- An activist group, Progress SA, has opposed the university's policy framework for decolonising the curriculum
- The group says the proposal would limit academic freedom
- Additionally, they say it will introduce a "colour bar" allowing only lecturers of certain races to teach certain subjects
Debate seems to be raging at UCT as the university reaches the final stages of its initiative to decolonise the curriculum.
This follows the emergence of a new student activist group, Progress SA, which has condemned the university's policy framework for changing the curriculum.
The group has divided people both on campus and off, with some claiming that it is protecting intellectual freedom, while others have dismissed it as a right-wing organisation.
Progress SA published an extensive critique this week of the university's document regarding decolonisation of the curriculum, calling the document incomprehensible.

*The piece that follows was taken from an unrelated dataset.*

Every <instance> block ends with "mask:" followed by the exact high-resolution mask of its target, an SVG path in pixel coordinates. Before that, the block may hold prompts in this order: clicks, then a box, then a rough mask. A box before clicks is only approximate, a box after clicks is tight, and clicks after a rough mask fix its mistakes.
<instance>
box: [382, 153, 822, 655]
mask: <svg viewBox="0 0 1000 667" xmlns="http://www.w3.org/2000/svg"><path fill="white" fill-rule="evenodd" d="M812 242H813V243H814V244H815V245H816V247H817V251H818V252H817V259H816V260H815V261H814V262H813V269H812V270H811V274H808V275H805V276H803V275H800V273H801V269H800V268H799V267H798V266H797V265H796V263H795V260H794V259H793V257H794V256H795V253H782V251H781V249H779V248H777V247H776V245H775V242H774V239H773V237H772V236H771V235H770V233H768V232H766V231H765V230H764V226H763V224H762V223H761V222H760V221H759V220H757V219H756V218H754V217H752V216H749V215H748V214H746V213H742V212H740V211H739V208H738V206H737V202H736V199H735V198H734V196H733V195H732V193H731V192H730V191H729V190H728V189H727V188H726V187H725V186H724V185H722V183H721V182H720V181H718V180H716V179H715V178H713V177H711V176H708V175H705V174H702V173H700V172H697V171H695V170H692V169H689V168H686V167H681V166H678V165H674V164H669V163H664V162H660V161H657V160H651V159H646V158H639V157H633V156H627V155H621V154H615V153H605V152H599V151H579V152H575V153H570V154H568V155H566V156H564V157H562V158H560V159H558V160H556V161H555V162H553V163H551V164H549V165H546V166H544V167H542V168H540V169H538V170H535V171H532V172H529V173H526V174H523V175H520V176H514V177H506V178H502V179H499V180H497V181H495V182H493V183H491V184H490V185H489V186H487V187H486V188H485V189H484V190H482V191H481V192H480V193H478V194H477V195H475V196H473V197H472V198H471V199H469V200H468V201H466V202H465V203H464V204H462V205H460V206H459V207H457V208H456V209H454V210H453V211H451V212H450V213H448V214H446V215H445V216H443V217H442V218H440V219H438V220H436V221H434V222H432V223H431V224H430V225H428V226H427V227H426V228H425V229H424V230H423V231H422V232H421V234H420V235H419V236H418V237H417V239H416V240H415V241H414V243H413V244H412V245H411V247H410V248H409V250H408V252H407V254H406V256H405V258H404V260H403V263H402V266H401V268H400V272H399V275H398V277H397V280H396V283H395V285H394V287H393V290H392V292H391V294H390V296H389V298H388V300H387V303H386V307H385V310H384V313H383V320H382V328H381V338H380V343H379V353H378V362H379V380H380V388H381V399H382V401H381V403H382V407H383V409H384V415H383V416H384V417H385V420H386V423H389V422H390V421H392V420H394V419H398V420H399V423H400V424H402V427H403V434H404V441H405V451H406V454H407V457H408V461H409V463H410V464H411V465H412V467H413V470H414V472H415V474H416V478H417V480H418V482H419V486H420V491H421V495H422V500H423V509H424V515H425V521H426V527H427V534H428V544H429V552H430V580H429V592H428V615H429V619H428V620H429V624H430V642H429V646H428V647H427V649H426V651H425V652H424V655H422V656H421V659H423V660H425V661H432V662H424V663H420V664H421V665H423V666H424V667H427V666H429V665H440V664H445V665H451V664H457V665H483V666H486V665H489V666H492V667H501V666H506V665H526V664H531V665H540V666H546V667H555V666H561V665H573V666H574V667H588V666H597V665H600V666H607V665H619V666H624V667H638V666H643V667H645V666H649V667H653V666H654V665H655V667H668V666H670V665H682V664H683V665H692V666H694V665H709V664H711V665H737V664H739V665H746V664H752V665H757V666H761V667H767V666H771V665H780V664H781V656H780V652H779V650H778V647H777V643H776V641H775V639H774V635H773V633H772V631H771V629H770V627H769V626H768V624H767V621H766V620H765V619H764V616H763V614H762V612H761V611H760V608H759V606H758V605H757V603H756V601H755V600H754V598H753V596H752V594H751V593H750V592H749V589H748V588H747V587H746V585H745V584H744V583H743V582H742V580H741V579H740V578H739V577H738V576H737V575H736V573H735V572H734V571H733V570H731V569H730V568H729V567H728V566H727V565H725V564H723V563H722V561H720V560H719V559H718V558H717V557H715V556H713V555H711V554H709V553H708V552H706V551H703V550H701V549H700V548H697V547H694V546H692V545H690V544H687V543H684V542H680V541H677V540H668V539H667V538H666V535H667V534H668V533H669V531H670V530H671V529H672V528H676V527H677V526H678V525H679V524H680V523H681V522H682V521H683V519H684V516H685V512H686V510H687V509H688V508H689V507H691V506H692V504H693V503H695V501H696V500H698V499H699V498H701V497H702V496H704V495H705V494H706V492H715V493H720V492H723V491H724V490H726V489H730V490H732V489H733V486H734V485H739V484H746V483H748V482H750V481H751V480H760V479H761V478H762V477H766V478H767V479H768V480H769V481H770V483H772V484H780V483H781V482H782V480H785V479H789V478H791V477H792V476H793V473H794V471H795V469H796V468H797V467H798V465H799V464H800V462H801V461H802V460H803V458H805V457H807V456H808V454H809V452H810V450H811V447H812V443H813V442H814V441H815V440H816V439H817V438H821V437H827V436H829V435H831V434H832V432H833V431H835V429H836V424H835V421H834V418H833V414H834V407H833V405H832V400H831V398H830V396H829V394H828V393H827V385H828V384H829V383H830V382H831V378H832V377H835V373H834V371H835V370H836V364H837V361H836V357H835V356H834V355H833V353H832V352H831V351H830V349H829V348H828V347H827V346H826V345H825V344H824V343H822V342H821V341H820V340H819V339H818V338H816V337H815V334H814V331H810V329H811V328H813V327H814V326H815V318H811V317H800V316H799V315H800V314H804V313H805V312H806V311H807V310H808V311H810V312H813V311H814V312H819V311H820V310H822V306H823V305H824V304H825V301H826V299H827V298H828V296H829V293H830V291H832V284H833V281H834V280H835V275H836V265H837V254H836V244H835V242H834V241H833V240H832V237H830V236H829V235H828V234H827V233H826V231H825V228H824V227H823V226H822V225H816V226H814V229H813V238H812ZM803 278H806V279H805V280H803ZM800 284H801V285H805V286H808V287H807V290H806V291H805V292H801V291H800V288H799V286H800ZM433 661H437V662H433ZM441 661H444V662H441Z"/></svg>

Additionally, the group says that, if implemented, the document will have negative effects on teaching at UCT. For example, they claim that it might mean that certain subjects and perspectives, like Darwin's theory of evolution, will be not be taught, on the justification that they represent a colonial worldview.
Progress SA has said this would limit intellectual freedom at the university.
Additionally, Progress SA has condemned what they see as the document's proposal to introduce a "colour bar" which would allow only lecturers of certain races to teach certain subjects, according to the Sunday Times.
Progress SA has also received criticism, however. Defenders of the university's framework say that the policy only aims at ensuring more diversity among teaching staff and the curriculum.